川北英隆のブログ

東日本大震災11年に思う

東京に出てきた。会議が終わり、雑談していると、急に周囲が立ち上がった。ビル全体に放送が流れ、黙祷を告げたらしい。
その前の光景である。東京のいくつかのビルには国旗が揚げられていた。竿のテベッチョが黒い布で覆われている。「誰か、皇族が死んだのかな、でもネットを見た限りそんなことはなかったし」「ウクライナが占拠されたのかな」と思った。
次の瞬間、「3月11日や」と悟った。「11年が経過したのに、そうなんやな」と、日本の的外れな真面目さに思いを新たにした。日本は震災から逃れられない。しかし原発事故からは逃れられるし、当然そうあるべきだ。
11年前の3月11日、東京にいた。勉強会兼飲み会が中止となり、有志で飲んだ。それから11年、11日という当日に(多分)東京にいたことはないし、ましてや同じ時間に遭遇することはなかった。「黙祷の時間」に出会うなんて、思ってもいなかった。まだまだ大震災と原発事故の思いが続いているのだと改めてと思った。
当事者にとっては当然だろう。「でもね」と思う。大震災は横に置くとして(震災のことを言い始めるときりがないし、将来の地震に対して抜本的に対応していないのだが)、11年間、政府は原子力に関して何をしたのだろうか。どんな政策を打ち出したのだろうか。
黙祷もいいのだが、その前に政府に対して、「ちゃんと責任を持った対応をしろや」と要求すべきだろう。思うに、11年間、原発に対する政策は止まったままである。迷走しているというか、寝たふりである。誰も政府の要人は、関係官庁は責任を感じていない風である。原発事故に対する国の責任は曖昧なままにして、むしろ責任を民間企業に転嫁しようとしている。本当にそれでいいのか。
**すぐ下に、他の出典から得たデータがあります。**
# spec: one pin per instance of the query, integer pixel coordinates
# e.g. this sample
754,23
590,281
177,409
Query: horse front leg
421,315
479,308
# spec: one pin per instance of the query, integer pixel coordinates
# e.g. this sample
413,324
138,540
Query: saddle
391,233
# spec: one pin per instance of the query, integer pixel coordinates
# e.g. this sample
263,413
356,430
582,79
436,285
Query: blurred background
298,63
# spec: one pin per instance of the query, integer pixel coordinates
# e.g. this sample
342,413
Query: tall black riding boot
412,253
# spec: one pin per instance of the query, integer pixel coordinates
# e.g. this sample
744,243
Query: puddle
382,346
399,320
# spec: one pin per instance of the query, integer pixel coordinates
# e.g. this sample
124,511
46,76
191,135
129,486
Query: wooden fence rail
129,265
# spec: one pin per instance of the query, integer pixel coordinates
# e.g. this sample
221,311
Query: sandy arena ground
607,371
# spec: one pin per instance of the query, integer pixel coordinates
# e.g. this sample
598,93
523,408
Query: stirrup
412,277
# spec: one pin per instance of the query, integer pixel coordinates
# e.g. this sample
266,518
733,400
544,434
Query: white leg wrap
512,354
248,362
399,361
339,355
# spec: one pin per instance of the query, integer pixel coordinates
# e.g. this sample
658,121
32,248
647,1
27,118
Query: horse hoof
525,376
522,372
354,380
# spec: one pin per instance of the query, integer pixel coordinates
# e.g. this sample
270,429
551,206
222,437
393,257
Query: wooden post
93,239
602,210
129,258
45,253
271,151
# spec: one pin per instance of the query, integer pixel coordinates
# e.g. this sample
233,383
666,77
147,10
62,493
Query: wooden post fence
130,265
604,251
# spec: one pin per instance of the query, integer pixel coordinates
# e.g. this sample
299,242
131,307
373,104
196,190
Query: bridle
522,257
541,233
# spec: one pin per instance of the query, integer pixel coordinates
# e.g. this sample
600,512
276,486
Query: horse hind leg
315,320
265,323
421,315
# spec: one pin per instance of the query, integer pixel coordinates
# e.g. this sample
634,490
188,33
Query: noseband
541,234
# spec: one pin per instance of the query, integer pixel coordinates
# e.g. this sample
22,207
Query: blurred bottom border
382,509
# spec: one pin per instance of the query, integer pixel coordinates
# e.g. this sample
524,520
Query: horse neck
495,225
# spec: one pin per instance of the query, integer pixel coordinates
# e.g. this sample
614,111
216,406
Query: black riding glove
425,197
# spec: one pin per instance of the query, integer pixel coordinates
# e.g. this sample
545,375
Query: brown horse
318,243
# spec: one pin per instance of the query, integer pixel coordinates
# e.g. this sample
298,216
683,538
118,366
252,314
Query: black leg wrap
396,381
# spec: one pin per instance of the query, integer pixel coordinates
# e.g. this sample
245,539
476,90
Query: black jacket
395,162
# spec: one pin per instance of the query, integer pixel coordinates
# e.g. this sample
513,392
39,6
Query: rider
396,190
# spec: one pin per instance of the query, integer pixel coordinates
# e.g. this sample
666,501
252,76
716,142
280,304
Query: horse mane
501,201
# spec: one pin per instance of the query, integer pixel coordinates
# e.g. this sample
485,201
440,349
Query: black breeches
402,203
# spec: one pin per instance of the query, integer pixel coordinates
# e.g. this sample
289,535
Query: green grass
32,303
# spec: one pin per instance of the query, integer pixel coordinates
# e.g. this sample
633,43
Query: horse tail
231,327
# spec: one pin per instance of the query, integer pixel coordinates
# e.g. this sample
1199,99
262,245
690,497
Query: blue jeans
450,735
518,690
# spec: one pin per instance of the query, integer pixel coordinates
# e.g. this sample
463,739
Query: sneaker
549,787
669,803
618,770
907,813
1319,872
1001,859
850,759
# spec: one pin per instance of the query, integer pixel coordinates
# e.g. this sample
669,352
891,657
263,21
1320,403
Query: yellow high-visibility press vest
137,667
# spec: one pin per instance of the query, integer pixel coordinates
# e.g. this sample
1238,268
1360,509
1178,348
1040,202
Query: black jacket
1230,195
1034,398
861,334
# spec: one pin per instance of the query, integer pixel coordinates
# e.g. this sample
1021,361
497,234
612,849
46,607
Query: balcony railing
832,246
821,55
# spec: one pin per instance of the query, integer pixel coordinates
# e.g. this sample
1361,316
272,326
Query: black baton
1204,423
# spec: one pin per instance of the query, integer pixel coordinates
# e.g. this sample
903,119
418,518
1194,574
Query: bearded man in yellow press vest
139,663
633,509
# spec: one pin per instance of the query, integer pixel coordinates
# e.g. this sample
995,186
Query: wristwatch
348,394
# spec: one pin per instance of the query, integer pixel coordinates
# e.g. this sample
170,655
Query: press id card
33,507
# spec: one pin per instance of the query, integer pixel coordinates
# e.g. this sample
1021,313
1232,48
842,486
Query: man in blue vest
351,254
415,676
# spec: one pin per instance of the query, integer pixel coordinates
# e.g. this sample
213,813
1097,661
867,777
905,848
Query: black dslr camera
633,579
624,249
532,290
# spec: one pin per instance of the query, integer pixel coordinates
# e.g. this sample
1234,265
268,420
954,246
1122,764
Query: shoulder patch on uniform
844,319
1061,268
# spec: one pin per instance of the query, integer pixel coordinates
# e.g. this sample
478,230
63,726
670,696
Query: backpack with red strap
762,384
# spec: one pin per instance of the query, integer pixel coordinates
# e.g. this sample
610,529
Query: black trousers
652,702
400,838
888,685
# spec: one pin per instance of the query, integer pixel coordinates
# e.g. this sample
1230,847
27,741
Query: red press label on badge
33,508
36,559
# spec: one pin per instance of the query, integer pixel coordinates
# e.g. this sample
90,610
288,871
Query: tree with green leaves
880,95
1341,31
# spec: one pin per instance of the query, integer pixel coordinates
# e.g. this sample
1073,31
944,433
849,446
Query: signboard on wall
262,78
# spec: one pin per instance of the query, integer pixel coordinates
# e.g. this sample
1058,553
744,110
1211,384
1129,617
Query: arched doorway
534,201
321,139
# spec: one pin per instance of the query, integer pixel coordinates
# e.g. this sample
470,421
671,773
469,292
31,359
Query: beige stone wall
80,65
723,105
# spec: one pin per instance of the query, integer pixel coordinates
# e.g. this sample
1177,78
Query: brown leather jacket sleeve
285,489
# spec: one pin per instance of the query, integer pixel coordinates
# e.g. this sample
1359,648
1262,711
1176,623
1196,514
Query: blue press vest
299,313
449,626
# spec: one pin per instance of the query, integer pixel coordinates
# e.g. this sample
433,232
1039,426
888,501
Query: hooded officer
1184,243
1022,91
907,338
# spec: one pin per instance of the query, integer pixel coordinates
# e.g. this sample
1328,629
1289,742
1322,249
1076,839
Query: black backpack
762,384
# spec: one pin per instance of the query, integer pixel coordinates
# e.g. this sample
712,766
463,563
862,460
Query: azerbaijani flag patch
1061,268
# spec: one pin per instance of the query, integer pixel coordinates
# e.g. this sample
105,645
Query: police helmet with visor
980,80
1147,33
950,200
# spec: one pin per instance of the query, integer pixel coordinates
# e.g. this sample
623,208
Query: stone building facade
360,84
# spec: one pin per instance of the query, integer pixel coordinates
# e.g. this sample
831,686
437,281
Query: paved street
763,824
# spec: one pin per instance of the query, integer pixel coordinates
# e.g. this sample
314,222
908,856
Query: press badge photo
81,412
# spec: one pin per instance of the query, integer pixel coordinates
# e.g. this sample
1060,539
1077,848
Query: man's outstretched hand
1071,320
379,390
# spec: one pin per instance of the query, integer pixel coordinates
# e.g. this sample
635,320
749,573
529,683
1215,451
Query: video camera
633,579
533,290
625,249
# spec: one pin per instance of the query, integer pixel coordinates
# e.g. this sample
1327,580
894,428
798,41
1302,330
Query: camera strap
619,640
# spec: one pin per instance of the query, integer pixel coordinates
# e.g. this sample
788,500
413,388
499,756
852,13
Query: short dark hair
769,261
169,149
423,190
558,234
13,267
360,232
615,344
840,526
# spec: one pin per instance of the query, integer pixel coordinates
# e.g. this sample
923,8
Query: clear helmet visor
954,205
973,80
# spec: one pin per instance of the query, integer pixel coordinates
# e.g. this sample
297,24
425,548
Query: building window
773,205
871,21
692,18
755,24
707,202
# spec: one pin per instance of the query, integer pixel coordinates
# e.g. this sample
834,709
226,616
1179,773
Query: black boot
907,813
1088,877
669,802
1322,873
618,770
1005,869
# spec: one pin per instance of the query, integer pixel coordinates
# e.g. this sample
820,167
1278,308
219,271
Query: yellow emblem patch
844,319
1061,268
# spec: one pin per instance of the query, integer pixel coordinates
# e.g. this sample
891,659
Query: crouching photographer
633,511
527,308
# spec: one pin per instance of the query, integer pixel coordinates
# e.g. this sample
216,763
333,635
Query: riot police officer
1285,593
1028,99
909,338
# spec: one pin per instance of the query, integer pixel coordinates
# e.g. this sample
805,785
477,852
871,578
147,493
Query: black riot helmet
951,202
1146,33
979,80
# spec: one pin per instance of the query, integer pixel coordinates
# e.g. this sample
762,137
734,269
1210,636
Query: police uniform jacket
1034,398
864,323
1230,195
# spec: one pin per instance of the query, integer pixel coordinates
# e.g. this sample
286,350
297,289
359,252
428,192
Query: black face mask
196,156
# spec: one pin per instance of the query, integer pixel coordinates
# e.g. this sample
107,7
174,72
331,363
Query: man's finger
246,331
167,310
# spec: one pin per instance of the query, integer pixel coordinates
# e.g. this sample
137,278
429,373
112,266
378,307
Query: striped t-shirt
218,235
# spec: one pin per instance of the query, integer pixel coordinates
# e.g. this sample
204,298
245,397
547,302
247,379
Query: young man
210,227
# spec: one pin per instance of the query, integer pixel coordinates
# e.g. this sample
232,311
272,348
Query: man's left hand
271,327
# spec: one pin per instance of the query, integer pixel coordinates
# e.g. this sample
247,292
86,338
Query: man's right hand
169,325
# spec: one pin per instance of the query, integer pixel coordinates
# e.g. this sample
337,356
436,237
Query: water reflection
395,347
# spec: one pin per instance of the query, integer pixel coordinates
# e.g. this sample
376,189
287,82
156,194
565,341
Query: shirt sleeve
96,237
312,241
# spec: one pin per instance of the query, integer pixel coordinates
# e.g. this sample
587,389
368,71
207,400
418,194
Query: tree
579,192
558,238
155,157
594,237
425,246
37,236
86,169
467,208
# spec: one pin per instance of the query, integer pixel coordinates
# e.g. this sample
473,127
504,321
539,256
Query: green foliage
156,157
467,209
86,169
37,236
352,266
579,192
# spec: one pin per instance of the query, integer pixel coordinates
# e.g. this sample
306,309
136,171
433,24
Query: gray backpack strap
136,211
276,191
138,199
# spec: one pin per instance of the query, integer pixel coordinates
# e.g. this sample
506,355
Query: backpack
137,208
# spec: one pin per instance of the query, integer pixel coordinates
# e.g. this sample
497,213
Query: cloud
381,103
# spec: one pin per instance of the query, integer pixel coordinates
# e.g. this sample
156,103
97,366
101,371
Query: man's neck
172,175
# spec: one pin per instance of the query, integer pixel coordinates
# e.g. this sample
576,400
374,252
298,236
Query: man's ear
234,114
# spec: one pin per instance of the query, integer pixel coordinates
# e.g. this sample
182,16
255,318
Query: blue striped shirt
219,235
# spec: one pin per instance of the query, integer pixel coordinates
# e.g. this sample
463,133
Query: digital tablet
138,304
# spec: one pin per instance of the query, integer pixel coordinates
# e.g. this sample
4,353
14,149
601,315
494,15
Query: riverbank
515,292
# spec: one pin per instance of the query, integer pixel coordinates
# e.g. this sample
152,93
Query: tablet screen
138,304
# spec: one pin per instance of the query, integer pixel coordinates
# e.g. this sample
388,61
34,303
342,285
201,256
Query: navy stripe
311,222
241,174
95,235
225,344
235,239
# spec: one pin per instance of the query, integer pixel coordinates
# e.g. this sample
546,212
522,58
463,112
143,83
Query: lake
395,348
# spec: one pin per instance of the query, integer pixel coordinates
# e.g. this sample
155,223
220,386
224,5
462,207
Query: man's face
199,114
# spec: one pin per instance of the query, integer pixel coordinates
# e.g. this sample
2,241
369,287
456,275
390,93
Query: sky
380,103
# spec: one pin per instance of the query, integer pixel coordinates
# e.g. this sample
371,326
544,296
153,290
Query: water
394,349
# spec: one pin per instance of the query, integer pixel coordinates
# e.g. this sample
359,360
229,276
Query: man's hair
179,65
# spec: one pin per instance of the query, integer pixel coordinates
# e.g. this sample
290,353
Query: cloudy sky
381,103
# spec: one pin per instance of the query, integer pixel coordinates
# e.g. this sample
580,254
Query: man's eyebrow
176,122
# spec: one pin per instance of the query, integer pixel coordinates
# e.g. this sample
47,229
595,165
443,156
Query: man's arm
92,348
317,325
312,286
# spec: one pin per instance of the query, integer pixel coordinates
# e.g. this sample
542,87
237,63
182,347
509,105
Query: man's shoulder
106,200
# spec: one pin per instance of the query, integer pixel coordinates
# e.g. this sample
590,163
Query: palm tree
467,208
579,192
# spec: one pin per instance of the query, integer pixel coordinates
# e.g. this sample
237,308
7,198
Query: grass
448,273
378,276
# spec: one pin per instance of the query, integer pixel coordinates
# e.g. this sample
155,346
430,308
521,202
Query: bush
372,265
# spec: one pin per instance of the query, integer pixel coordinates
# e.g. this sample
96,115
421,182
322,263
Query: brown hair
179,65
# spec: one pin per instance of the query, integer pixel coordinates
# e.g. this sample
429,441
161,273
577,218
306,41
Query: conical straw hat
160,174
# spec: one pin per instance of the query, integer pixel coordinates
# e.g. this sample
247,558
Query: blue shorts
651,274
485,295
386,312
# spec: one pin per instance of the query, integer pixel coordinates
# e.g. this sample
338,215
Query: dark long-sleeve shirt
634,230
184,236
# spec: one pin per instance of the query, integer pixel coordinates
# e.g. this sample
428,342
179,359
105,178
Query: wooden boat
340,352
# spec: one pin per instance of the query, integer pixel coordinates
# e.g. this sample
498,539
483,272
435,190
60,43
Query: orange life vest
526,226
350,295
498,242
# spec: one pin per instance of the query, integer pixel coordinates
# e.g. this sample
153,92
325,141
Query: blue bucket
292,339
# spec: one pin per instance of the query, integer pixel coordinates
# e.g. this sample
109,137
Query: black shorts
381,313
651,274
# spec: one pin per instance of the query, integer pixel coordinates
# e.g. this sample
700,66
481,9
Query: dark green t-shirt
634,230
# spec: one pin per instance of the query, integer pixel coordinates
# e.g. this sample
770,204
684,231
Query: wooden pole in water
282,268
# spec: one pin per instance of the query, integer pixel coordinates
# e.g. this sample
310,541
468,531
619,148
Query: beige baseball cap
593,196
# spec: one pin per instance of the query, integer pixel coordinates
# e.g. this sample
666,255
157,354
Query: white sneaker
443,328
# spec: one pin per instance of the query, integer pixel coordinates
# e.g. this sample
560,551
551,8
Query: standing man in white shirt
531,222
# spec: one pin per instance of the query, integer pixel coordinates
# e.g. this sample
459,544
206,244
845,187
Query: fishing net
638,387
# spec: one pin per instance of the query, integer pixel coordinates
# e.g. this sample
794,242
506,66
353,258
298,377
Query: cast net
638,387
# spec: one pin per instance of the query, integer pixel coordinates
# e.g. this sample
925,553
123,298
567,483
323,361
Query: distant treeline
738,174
僕は黙祷を適当にしておいた。その場で踊り出したらと思わなくもなかったが、さすがにできない。黙祷よりもっと先にやるべきことがあるだろうというのが本音である。政府がそれを勧めているのなら、なおさらである。原発と震災の犠牲者に対し、我々は何もできていない。11年にもわたる黙祷とは、良い子ぶっただけのことでしかない。